JTabViz is a Java-based machine learning data analysis toolkit designed for visualization and analysis of tabular machine learning data. It supports data augmentation, allowing users to export augmented data and explore how changes in the dataset affect their trained models. With JTabViz, you can load, view, analyze, and classify CSV data, utilizing features like normalization, various visualizations (heatmaps, Parallel Coordinates, Shifted Paired Coordinates, Static Circular Coordinates, Star Coordinates, and covariance matrix heatmaps), row manipulation, cell editing, inequality-based classification rule testing, automatic pure region discovery, feature engineering, attribute sorting, and data export.

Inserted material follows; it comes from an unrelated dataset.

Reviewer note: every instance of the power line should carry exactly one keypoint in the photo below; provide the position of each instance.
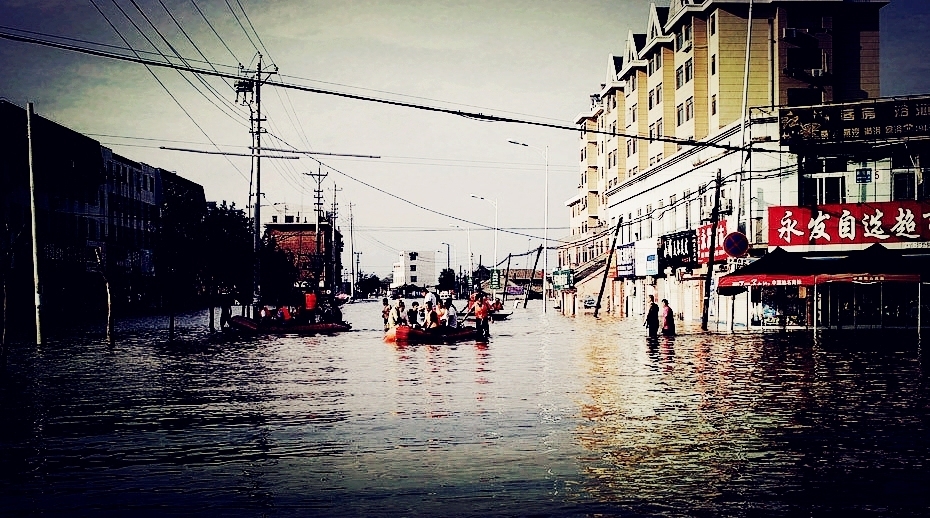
(472, 115)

Tested on: Windows (10/11), Linux (Pop!_OS), and macOS (Sonoma).
To get started quickly, please see the Getting Started section, method 3.

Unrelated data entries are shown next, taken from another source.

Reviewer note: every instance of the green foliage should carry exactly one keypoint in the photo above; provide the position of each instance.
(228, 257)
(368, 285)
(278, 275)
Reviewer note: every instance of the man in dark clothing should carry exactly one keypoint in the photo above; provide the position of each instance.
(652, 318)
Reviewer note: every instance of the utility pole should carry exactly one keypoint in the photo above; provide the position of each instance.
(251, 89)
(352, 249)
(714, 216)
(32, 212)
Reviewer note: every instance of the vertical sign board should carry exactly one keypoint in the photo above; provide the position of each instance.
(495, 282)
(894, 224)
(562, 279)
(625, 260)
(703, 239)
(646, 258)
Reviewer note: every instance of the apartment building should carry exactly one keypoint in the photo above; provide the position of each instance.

Below are screenshots showcasing the exploration of the Fisher Iris dataset, which serves as a benchmark.
Classifier Accuracy: Achieved 98.67% accuracy. The two remaining misclassified cases (one in the Virginica class and one in the Versicolor class) are highlighted in Shifted Paired Coordinates, with the classification function duplicated for the third plot axes pair.

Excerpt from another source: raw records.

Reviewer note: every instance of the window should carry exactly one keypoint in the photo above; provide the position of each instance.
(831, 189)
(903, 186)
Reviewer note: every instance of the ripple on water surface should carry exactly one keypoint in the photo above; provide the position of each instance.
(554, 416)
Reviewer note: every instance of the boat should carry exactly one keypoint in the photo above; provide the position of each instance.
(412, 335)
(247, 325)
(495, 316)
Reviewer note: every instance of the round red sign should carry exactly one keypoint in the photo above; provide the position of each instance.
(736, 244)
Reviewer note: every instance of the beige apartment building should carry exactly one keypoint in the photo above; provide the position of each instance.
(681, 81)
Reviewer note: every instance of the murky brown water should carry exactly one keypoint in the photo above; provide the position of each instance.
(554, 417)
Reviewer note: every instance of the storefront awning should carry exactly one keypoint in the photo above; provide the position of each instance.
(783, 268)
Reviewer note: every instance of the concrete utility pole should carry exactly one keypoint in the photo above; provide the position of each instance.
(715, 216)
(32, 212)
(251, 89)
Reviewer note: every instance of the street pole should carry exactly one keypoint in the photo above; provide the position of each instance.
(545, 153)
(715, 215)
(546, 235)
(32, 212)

Outlier Discovery in PC: Highlighted outliers for the Virginica class by rearranging axes, sorting by the desired attribute, and using ctrl-click to select and visualize outliers in Parallel Coordinates.
Outlier Discovery in SPC: Sepal Length Outliers highlighted difficult-to-classify sepal length outliers for the Versicolor class in Shifted Paired Coordinates.
Outlier Discovery is SCC: Demonstrated a petal length outlier in the Virginica class using Static Circular Coordinates.
Combined View: Demonstrated the combined view functionality which is modular with a multi-window paradigm.
Outlier Discovery in Combined View: Setosa Sepal Width Outliers highlighted an outlier in the Setosa sepal width attribute.
Classification Conflication Discovery: Versicolor Petal Length Conflicts highlighted conflicting Versicolor cases in the petal length attribute using Star Coordinates.
Covariance Sorting: Demonstrated sorting attributes by covariance against sepal width, highlighting four outstanding cases in Parallel Coordinates and Shifted Paired Coordinates.
Rules Tester: Demonstrated the Rules Tester feature.
Single-Attribute Classification: Demonstrated classifying Fisher Iris data with a single attribute for 75% of the dataset.
MNIST Letters Train Data: Visualized in Shifted Paired Coordinates.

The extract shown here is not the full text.